Corbicula fluminea (Müller, 1774) is a freshwater bivalve (Mollusca, Corbiculidae), commonly called “Asian Clam”, originating from Southeast Asia (Gomes et al. 2016). It has a yellow–brown globular shell, usually < 30 mm width (Zieritz, 2016), and is both a filter- and pedal-feeder in benthic ecosystems (Hakenkamp et al. 2001). It is considered among the most widespread and hyper-successful invaders in aquatic ecosystems globally due to its highly effective traits including: rapid growth, high fecundity with both sexual and asexual reproduction strategies, high dispersal capacity and its strong association with human activities including aquaculture (Sousa et al. 2008a; Jou and Liao 2006; Ilarri et al. 2011; Verbrugge et al. 2012; Sousa et al. 2014; Laverty et al. 2015).
C. fluminea has been present in Europe (Portugal and France) since at least the early 1980s (Mouthon, 1981, see Sousa et al. 2008a for a complete invasion history). Its invaded geographic area appears to be expanding within regions it has already successfully colonised (e.g., Spain—Zamora-Marín et al. 2018), encompassing wide climatic conditions from semi-arid northern Africa (Morocco, Clavero et al. 2012) to northern Europe (North Russia—Bespalaya et al. 2018), with further expansions predicted due to climate change (Gama et al. 2017).
It is listed among the “worst invaders” within Europe (Nentwig et al. 2018), considered one of the five most important freshwater suspension feeding invaders (Karatayev et al. 2007) and has been identified as a high‐risk aquatic invasive species in Great Britain (Gallardo and Aldridge 2013).
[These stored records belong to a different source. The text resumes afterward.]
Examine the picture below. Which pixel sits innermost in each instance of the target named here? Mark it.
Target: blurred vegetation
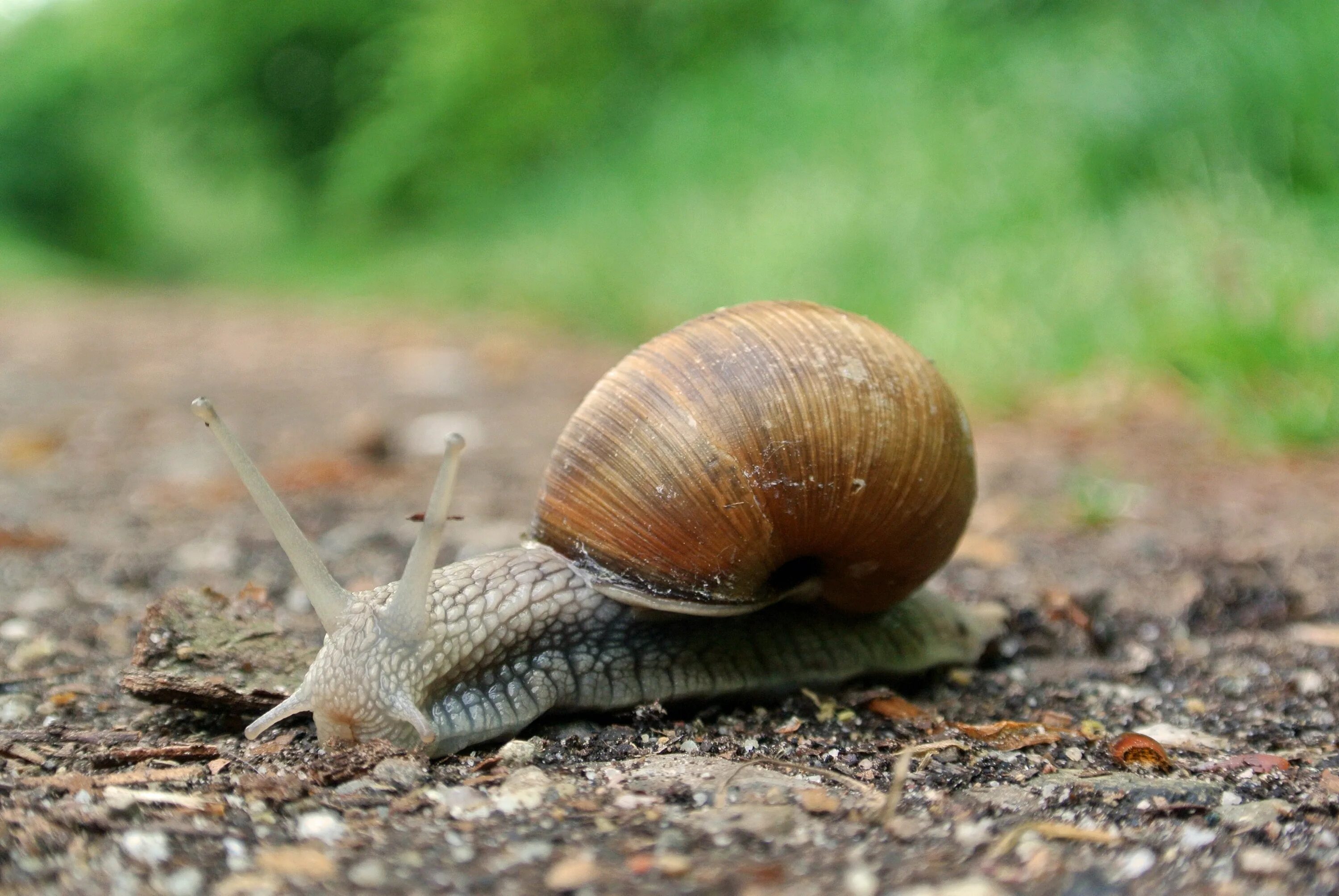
(1023, 188)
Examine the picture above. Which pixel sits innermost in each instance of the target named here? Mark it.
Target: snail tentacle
(406, 614)
(327, 597)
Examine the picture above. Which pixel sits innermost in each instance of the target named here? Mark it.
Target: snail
(745, 504)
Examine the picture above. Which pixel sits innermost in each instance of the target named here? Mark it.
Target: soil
(1156, 578)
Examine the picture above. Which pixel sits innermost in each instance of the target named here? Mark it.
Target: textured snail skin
(520, 633)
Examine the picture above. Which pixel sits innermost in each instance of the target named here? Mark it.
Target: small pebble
(1309, 682)
(402, 772)
(320, 825)
(860, 880)
(236, 855)
(149, 847)
(572, 874)
(1196, 838)
(17, 709)
(517, 753)
(15, 630)
(1136, 864)
(184, 882)
(1259, 860)
(370, 874)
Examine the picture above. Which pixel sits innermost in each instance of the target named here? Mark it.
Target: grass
(1023, 189)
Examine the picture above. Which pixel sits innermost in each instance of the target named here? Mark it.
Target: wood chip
(29, 540)
(199, 693)
(1258, 763)
(572, 874)
(73, 781)
(896, 709)
(1007, 736)
(21, 752)
(126, 796)
(1139, 751)
(1053, 831)
(278, 745)
(986, 551)
(817, 801)
(173, 752)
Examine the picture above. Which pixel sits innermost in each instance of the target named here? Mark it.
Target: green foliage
(1023, 188)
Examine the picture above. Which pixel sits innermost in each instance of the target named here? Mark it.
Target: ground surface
(1155, 578)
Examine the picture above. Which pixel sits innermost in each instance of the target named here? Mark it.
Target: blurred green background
(1026, 189)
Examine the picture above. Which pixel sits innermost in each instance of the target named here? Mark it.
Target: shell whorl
(756, 452)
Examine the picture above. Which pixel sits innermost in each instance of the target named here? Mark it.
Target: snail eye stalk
(406, 614)
(327, 597)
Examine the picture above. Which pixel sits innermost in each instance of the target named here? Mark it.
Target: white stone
(1259, 860)
(17, 630)
(860, 882)
(17, 709)
(517, 753)
(1136, 864)
(149, 847)
(370, 874)
(1309, 682)
(1195, 838)
(184, 882)
(320, 825)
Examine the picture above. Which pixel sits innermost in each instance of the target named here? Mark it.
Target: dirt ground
(1156, 579)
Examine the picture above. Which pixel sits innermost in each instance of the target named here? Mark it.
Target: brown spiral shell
(758, 452)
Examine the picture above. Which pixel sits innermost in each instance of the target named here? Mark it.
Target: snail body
(792, 469)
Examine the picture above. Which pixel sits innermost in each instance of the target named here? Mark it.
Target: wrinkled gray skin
(519, 633)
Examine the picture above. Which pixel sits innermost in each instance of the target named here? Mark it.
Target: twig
(900, 772)
(794, 767)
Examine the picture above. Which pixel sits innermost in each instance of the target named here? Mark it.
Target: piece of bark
(73, 781)
(175, 752)
(204, 651)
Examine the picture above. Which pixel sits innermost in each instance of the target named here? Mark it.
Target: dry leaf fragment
(827, 705)
(896, 709)
(1258, 763)
(176, 752)
(1060, 607)
(819, 801)
(1053, 831)
(1092, 730)
(1180, 738)
(1315, 634)
(271, 748)
(23, 448)
(986, 551)
(30, 540)
(572, 874)
(1053, 720)
(125, 797)
(1140, 751)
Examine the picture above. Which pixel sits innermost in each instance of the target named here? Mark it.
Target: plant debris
(998, 779)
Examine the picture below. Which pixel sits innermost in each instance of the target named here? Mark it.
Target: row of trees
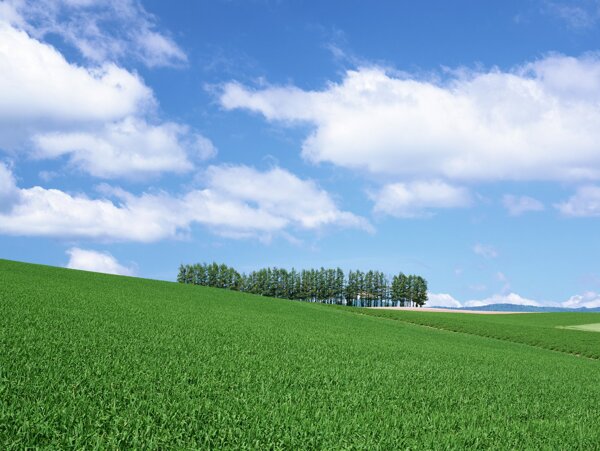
(330, 286)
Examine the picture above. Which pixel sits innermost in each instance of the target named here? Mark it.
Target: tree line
(329, 286)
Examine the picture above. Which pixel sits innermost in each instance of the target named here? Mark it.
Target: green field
(566, 332)
(90, 360)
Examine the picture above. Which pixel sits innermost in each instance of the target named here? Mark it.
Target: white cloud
(485, 251)
(417, 198)
(583, 15)
(8, 188)
(125, 149)
(281, 192)
(203, 147)
(237, 202)
(511, 298)
(517, 205)
(101, 30)
(538, 121)
(89, 260)
(584, 203)
(37, 83)
(442, 300)
(589, 299)
(95, 115)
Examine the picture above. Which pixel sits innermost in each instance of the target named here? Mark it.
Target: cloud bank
(466, 125)
(238, 201)
(89, 260)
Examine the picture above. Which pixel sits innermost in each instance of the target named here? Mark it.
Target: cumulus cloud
(8, 188)
(584, 203)
(473, 125)
(127, 148)
(89, 260)
(38, 84)
(278, 200)
(101, 30)
(589, 299)
(517, 205)
(94, 115)
(442, 300)
(409, 200)
(278, 190)
(485, 250)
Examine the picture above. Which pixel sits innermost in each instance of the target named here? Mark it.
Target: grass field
(90, 360)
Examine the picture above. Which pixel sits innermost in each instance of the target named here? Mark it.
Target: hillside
(92, 360)
(529, 308)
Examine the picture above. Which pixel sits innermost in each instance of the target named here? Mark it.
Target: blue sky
(459, 141)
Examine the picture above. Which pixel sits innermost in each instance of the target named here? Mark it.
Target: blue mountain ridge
(524, 308)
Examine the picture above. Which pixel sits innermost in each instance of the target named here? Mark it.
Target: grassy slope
(544, 330)
(97, 360)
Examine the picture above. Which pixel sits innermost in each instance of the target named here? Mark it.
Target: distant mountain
(525, 308)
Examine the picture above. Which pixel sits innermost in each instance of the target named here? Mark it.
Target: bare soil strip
(430, 309)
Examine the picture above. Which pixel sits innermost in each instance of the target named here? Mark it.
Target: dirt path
(429, 309)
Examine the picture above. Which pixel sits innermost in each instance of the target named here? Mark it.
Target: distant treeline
(329, 286)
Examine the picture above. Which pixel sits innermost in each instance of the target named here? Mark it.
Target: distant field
(90, 360)
(586, 327)
(566, 332)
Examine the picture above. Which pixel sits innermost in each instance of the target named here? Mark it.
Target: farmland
(91, 360)
(564, 332)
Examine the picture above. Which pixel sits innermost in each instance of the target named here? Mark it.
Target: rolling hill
(92, 360)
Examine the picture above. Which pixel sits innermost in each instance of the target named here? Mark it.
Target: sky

The first record of C. fluminea in England was in 1998 (Baker et al. 1999) and it is currently recorded and abundant in several UK rivers (including the River Thames and numerous tributaries, Elliott and zu Ermgassen 2008). Moreover, the extensive navigation network of England allows inter-basin transfers of water, which may facilitate the expansion of its range (Gallardo and Aldridge 2018).
As a major freshwater bio-fouler (Nakano and Strayer 2014) it can form large agglomerations of live individuals and the dead shells may form extensive benthic deposits on riverbeds and in artificial waterbodies (e.g. drainage channel infrastructure). Biofouling and impairment of water-dependent industries in the USA (e.g., Johnson et al. 1986) and within irrigation systems in Europe have been reported (e.g. Rosa et al. 2011).
In both natural and regulated rivers, Corbicula fluminea typically becomes one of most important components of benthic fauna in terms of abundance and biomass once established (e.g. Sousa et al. 2008b). This can result in major changes to other faunal and floral populations including submerged macrophytes, phytoplankton, zooplankton and for biogeochemical cycling (see Sousa et al. 2008a for details). In addition, negative effects on indigenous freshwater bivalve populations have been recently reported on the Iberian Peninsula (Ferreira-Rodríguez et al. 2018) and UK (Lopes-Lima et al. 2017).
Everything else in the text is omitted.